TO try to better align treatment goals with the best available evidence, a panel of experts recently revisited national high blood pressure guidelines - their conclusions offer a few tweaks directed especially at older adults and those with diabetes and kidney disease, says the Mayo Clinic Health Letter.

Well over half of adults older than 65 and closer to 80 percent of those older than 75 have high blood pressure - between a third and half of these adults have uncontrolled high blood pressure which means it’s not being treated adequately or at all, adds the health letter.

High blood pressure, a common yet serious health problem in the U.S., can lead to significant health risks, including heart attack, stroke, heart failure, kidney failure and other organ damage.

Your blood pressure is the amount of force exerted on your artery walls to keep your blood flowing.

Several organs and body chemicals work together to help control your blood pressure and keep it from rising too high or falling too low.

They include your heart, arteries and kidneys, and other factors, such as your central nervous system and various hormones and enzymes.

Too much pressure may build up within your arteries, when the complex system regulating your blood pressure doesn’t work as it should - when the increased pressure in your arteries persist, your doctor may diagnose you as having high blood pressure.  

Although for some, high blood pressure tends to develop over many years without an exact cause, for others, an underlying condition causes high blood pressure - examples are kidney or thyroid disease and certain medications.

A blood pressure reading, given in millimeters of mercury (mm Hg), has two numbers: a) The first, or upper, number measures the pressure in your arteries when your heart beats (systolic pressure); b) The second, or lower, number measures the pressure in your arteries between beats (diastolic pressure).

Normal blood pressure is considered to be less than 120/80 mm Hg.

High blood pressure means you have high readings on a persistent basis - that means systolic blood pressure is consistently 140 mm Hg or higher, diastolic pressure is consistently 90 mm Hg, or both.

Isolated systolic hypertension - when diastolic pressure is normal but systolic pressure is high - is a common type of high blood pressure among individuals older than 60.

The goal of treating high blood pressure is to maintain it within a range that will prevent damage to your arteries, as well as organs, such as your heart, kidneys and brain.

To help them determine how to treat high blood pressure effectively, many doctors rely on a set of guidelines which have evolved over the years to reflect expert opinion and the latest available evidence.

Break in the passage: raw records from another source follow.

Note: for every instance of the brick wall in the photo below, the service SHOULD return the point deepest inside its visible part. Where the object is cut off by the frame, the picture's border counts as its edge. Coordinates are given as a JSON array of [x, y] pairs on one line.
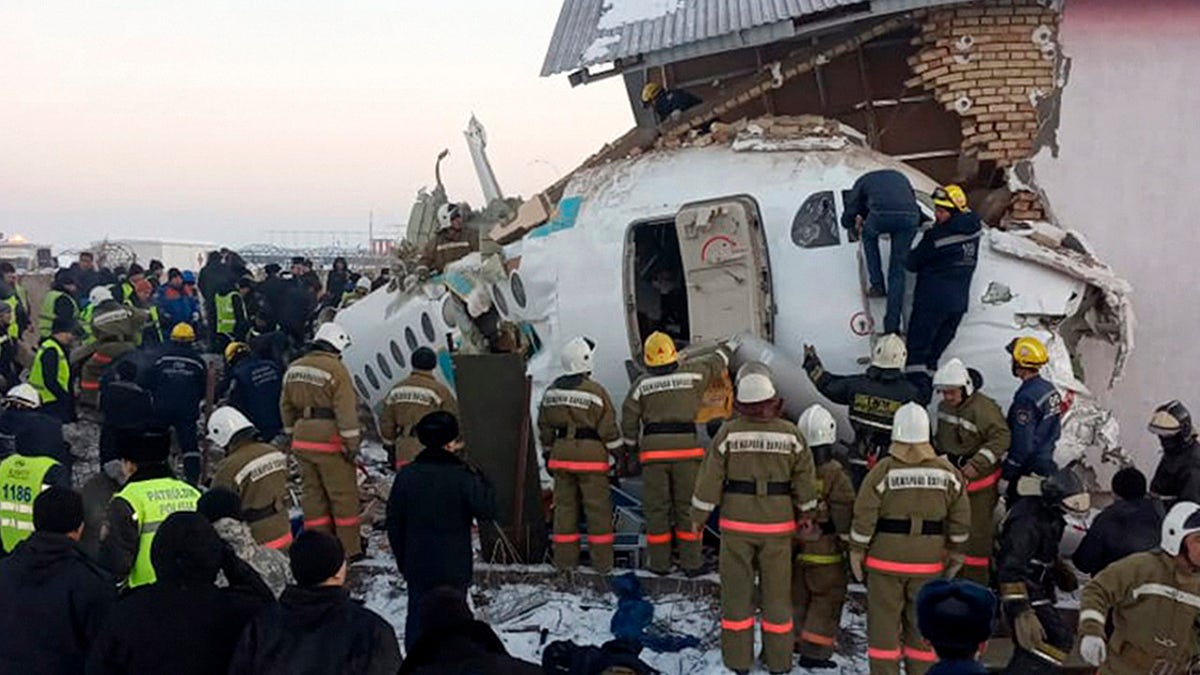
[[990, 63]]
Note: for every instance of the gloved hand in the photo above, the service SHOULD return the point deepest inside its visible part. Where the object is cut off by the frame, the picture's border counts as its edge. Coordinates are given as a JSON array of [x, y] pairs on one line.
[[1027, 629], [1093, 650]]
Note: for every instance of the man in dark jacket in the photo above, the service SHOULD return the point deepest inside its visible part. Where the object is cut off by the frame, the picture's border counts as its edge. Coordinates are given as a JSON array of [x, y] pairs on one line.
[[430, 512], [54, 597], [1127, 526], [181, 623], [317, 628], [945, 262], [882, 202]]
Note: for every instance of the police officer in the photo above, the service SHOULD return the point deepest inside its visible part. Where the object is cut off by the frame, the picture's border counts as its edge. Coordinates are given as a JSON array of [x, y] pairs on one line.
[[911, 519], [760, 473], [407, 402], [973, 435], [819, 578], [151, 493], [945, 262], [178, 381], [51, 372], [252, 384], [1153, 599], [1029, 571], [321, 412], [659, 419], [873, 398], [257, 472], [1177, 476], [577, 429], [1033, 417], [451, 242]]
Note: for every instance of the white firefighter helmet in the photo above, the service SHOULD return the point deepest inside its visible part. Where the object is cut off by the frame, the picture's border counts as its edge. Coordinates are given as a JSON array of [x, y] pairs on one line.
[[817, 425], [1183, 519], [225, 423], [889, 352], [953, 375], [333, 335], [911, 424], [24, 395], [99, 294], [577, 356], [755, 388], [447, 213]]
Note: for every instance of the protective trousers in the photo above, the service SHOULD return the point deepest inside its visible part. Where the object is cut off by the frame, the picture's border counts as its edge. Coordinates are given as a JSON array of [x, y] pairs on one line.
[[666, 503], [745, 557], [892, 631], [819, 590], [587, 491], [329, 496]]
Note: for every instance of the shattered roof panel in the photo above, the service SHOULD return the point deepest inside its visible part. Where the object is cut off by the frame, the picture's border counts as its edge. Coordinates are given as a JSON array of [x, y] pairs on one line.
[[599, 31]]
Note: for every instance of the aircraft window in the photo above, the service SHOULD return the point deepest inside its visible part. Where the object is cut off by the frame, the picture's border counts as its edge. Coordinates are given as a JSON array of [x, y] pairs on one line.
[[816, 223], [517, 288], [383, 366]]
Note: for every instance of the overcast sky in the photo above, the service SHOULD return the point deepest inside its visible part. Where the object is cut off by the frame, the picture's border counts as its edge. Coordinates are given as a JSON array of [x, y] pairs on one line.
[[222, 119]]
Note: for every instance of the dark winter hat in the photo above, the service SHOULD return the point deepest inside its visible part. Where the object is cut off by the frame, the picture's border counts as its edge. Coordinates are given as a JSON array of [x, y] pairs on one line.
[[437, 429], [220, 502], [143, 446], [186, 550], [316, 556], [1129, 483], [955, 614], [58, 511], [425, 359]]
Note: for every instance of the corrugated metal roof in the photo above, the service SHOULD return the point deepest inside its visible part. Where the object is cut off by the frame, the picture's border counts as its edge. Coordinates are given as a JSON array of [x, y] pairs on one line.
[[690, 27]]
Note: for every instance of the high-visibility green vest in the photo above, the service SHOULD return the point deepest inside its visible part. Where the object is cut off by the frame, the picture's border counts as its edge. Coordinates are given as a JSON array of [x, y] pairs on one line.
[[21, 482], [153, 501], [226, 318], [37, 378], [46, 320]]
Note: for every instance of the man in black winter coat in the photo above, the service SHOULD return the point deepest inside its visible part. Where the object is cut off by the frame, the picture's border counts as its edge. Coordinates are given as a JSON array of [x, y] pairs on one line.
[[54, 597], [430, 512], [1128, 526], [317, 628], [181, 623]]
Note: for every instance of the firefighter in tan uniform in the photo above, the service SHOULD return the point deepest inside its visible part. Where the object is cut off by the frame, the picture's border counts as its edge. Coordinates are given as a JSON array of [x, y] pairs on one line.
[[819, 578], [760, 472], [577, 426], [972, 434], [413, 398], [659, 420], [911, 518], [321, 414], [257, 472], [1155, 603]]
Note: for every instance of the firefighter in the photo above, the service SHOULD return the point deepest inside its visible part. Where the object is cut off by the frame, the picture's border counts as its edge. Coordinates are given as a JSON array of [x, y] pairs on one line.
[[760, 473], [1177, 476], [911, 519], [1029, 571], [659, 420], [1033, 417], [819, 583], [873, 398], [1153, 599], [407, 402], [51, 372], [257, 472], [151, 493], [973, 435], [577, 429], [321, 413]]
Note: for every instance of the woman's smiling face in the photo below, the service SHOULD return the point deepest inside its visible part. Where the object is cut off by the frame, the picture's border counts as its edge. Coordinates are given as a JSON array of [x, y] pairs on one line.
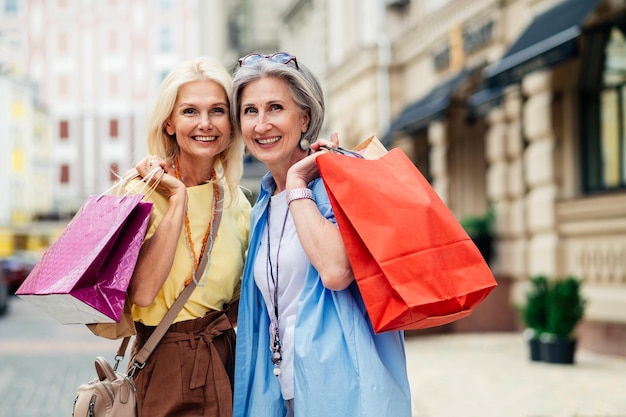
[[200, 119], [271, 121]]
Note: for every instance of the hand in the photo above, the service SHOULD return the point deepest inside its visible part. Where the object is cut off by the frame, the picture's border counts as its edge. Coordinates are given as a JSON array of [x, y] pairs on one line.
[[166, 184], [305, 170], [332, 143]]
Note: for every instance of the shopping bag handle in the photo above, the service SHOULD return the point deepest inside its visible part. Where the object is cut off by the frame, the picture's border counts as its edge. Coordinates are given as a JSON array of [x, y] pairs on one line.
[[132, 174], [342, 151]]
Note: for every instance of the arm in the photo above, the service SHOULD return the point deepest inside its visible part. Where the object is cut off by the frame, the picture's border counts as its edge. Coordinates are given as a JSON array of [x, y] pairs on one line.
[[157, 252], [319, 237]]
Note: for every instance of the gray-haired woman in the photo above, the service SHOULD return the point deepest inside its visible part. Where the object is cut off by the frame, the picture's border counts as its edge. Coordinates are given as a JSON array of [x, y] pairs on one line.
[[305, 345]]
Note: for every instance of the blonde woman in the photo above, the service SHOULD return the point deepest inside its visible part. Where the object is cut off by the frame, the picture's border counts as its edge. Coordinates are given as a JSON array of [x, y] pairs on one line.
[[190, 137]]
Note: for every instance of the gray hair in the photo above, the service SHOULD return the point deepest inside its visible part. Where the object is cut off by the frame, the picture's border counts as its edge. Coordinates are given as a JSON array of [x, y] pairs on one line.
[[304, 87]]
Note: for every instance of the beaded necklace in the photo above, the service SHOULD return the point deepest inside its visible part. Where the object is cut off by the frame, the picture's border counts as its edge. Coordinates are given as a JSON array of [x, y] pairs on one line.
[[276, 344], [208, 235]]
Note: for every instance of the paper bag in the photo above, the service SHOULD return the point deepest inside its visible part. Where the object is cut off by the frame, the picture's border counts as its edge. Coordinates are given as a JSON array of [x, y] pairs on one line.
[[84, 275], [414, 264]]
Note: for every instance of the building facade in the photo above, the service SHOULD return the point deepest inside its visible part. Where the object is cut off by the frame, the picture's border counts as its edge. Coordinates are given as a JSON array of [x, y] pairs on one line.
[[515, 106]]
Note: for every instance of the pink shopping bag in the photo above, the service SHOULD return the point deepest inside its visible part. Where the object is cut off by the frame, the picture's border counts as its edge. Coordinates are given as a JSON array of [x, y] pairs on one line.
[[84, 275]]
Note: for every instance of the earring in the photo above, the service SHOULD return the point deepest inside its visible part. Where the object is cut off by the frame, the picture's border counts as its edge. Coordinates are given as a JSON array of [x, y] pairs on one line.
[[305, 144]]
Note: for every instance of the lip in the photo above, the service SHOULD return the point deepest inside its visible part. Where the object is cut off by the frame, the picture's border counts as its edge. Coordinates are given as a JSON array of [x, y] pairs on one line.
[[268, 141], [204, 139]]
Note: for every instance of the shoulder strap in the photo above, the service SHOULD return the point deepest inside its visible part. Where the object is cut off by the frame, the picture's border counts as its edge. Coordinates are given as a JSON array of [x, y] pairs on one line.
[[140, 359]]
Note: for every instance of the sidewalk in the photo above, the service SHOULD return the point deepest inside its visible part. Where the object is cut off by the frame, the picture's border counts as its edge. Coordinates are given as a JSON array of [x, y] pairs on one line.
[[490, 375]]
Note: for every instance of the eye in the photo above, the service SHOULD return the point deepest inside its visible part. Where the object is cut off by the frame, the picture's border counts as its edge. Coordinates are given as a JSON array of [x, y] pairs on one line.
[[275, 107]]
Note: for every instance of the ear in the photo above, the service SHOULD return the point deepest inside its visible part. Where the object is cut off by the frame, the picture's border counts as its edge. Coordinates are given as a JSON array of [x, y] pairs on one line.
[[306, 120], [168, 127]]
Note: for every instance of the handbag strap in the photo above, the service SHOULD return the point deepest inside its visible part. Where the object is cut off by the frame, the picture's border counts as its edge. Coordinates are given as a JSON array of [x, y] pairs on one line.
[[139, 361]]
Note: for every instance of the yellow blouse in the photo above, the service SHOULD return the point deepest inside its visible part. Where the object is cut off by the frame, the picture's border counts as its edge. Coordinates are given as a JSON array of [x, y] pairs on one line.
[[225, 267]]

The most recent guidelines, from the Eighth Joint National Committee on Prevention, Detection, Evaluation, and Treatment of High Blood Pressure were published in 2014: the results refined previous guidelines in three key ways, namely:

• Target goals for older adults - For healthy adults 60 or older, the latest treatment recommendation is to strive for a goal of 150/90 mm Hg - this is slightly higher than the previous guideline, which recommended a more aggressive goal of 140/90 mm Hg for everyone with high blood pressure, regardless of age.

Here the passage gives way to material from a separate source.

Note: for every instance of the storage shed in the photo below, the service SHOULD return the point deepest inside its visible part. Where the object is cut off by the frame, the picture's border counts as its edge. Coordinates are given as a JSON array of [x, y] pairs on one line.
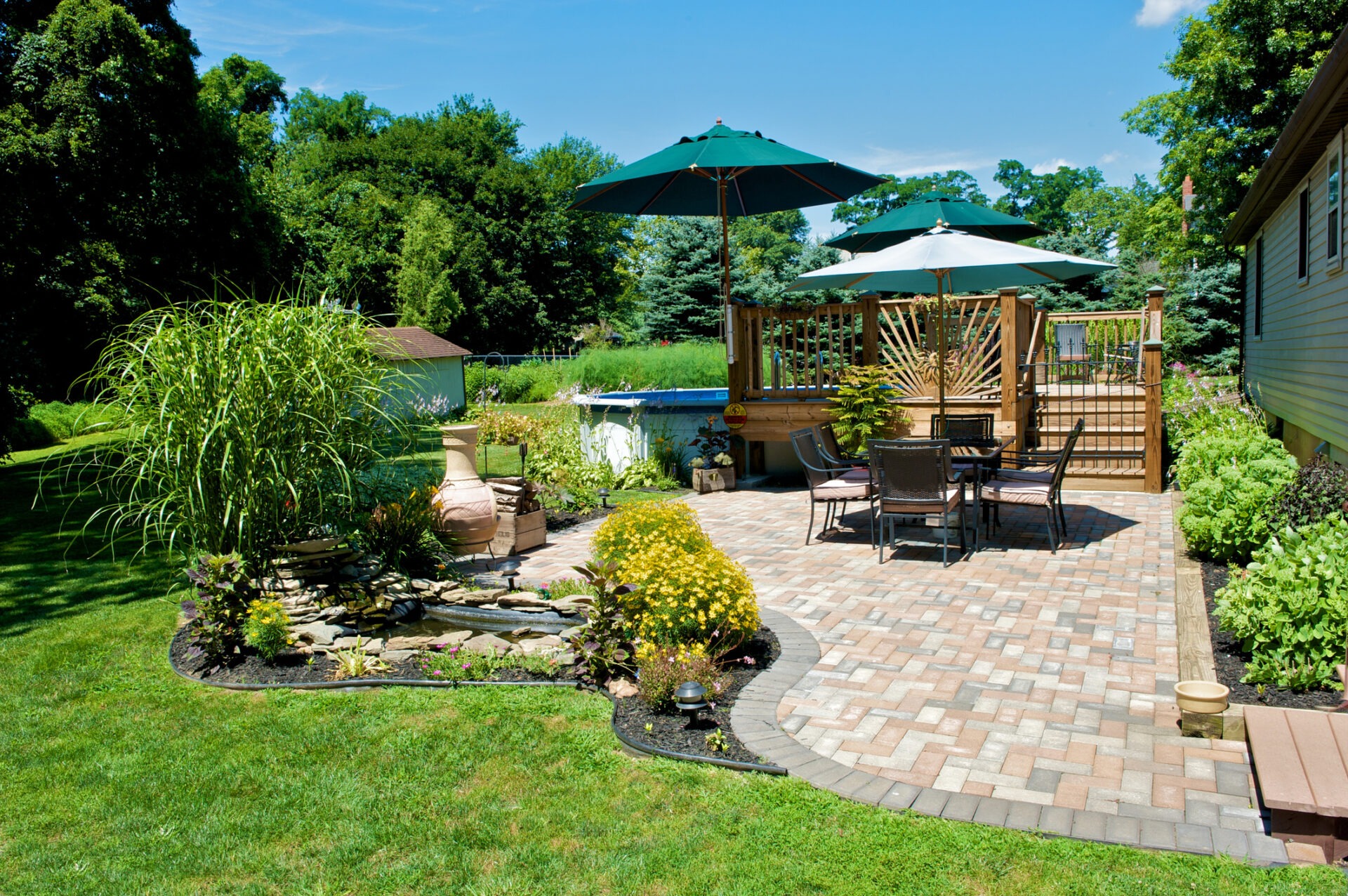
[[435, 367]]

Clinical trials haven’t shown that the more aggressive goal is beneficial.

However, the new goal doesn’t mean you have to change your current treatment if it lowers your blood pressure to less than 140/90 mm Hg - as long as you’re not experiencing any side effects, there’s no need to adjust your medication.

• Target goals for individuals with diabetes or kidney disease - Previously, the blood pressure goal for those with diabetes or kidney disease was 130/90 mm Hg.

Current guidelines recommend that these individuals strive for the same goal as everyone younger than 60 with high blood pressure - 140/90 mm Hg.

As with the recommendation for older adults, the committee members based this decision on finding no substantial evidence that treating to a lower target is helpful.

• Preferred medication options - In the past, thiazide type diuretics were preferred as first line therapy.

The new guidelines recommend four different classes of blood pressure medications.

To summarize the refined current guidelines: If you have high blood pressure, evidence-based guidelines advise keeping your blood pressure lower than:

• 150/90 mm Hg if you’re a healthy adult 60 or older

• 140/90 mm Hg if you’re a healthy adult younger than 60

• 140/90 mm Hg if you have diabetes or kidney disease

One of the underlying principles of the new guidelines is that more aggressive treatment isn’t always better at improving health, nor is it backed by solid evidence, especially in the case of older adults and those with diabetes or chronic kidney problems.

Also, less aggressive goals reduce the intensity of treatment which also makes for fewer side effects.

At the same time, keep in mind your health is a unique combination of genes, environment and physical and biological attributes - thus, you should work with your doctor and other members of your health care team to develop a treatment plan that’s suited to your specific situation.

Together, you and your doctor can decide on your treatment goal and medications so that they fit your lifestyle, give you good quality of life, and help you reduce your risk of heart disease, stroke and other consequences of high blood pressure, concludes the health letter.